彼らの視線がレストランの中をさっと見渡し、すぐに、まだ逃げ遅れたクスマと、地面に倒れて動けないふゆこにロックオンされた。
「あいつらだ!一人が主犯で、もう一人が共犯だ!一人も逃がすな!」
クスマは心の中で「まずい」と呟いた。彼自身、一人相手にするのも骨が折れるのに、今度は大勢で来られた。ふゆこはお尻が痛い状態で……まともにやり合えば死ぬしかない。
「逃げるぞ!」
危機を前に、クスマの「趨利避害(すうりひがい、利益を求め害を避ける)」の本能が瞬時に作動した。彼はもはや一切躊躇せず、まだ弱っているふゆこの腕を掴むと、レストランの裏口に向かって駆け出した。
「逃げる気か?追え!」
背後から追っ手が迫る。クスマはどこで高度な体術など学んだわけでもなく、ただ「絶対に捕まってたまるか」という強烈な生存本能だけで、王都の裏路地でドタバタの大逃走劇を開始した。
彼は時に急ぎすぎて足元の木箱に躓いて転び、時に道に迷って行き止まりに突っ込んでは、手足を使って壁をよじ登り、時には道端のゴミ箱を掴んでは、考えもなしに後ろへ放り投げた。誰にも当たらなかったが、大きな音と混乱を生み出すことには成功し、追っ手の足をわずかに遅らせた。
ふゆこは彼に引かれながら、自分自身が制御を失った凧に結び付けられた人形のようだと感じ、上下に揺さぶられた。
彼女はクスマの後ろ姿を見つめた——彼が、あの全く予測不能で、型にはまらず、甚だしきに至っては格好悪いとさえ言える姿勢で、何度も何度も絶境の中で、最も馬鹿げた方法で追っ手を振り切るのを見ていた。

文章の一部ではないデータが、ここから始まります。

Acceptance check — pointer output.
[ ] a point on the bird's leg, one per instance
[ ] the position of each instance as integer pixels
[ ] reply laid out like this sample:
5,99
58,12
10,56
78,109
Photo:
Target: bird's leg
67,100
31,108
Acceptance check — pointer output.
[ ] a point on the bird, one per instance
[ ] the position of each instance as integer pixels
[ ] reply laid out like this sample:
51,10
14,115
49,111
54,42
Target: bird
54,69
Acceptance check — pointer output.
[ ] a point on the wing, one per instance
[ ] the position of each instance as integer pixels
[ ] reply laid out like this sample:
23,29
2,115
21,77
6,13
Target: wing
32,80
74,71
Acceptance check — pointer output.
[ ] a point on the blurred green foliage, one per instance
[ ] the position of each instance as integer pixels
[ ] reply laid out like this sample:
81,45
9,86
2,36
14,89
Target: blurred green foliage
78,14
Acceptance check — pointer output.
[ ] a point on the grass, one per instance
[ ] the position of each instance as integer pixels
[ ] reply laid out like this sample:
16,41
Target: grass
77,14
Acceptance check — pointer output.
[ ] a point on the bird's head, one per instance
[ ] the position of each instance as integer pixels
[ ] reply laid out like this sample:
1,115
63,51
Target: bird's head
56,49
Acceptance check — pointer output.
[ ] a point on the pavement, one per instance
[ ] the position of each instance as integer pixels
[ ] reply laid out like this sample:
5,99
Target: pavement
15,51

彼女の崇拝フィルターのかかった目には、その全てが別のものとして映っていた。
(す、すごい……!彼の一挙手一投足は、これほどまでに意表を突き、敵に全く予測させない!これが伝説の、質朴の極致に至り、大いなる技巧はかえって無技巧に見えるという、最高の境地なの……?こんな……こんな逃……いえ、「戦略的転移」の技術まで、神業の域にあるなんて!)

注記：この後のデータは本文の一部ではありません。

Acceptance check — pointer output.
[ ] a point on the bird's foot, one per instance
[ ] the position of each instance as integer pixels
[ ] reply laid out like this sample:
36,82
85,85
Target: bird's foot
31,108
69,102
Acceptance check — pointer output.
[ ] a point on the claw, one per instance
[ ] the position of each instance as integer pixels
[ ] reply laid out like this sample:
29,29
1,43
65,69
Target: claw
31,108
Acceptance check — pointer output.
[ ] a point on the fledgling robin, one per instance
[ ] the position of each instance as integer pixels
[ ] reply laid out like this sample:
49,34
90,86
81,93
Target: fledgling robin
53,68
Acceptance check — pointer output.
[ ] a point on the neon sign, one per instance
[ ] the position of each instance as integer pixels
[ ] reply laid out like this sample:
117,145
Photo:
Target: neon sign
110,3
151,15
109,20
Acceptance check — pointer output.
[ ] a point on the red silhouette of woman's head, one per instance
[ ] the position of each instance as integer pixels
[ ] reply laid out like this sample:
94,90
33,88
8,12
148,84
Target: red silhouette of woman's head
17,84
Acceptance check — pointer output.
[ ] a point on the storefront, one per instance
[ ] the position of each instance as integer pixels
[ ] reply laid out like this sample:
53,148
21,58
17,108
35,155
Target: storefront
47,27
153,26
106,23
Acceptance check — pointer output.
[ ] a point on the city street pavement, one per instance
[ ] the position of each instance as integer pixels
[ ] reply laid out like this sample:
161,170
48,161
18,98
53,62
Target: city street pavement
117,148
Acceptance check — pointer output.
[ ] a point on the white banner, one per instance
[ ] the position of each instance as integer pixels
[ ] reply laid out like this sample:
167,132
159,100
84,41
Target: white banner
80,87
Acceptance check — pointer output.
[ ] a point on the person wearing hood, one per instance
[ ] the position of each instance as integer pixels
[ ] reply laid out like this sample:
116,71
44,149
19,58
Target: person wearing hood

ついに、民家の屋根から無様に転がり落ちた後、二人は廃墟と化した倉庫に逃げ込み、完全に追っ手を振り切った。
ふゆこは息を切らしていたが、その顔に疲労の色はなく、むしろ極度の興奮と崇拜に満ちていた。彼女はクスマを見て、感激した様子で言った。
「あ、あなた……先ほどの体術は何ですか?まさに神業です!どうか……どうか私に教えてください!」
彼女は一歩前に進み、深くお辞儀をし、ありったけの力で、ずっと考えていた呼び名を叫んだ。
「師匠!」
クスマは目の前で目をキラキラさせ、一方的に弟子入りを済ませた少女を見て、笑うに笑えず、泣くに泣けない顔になった。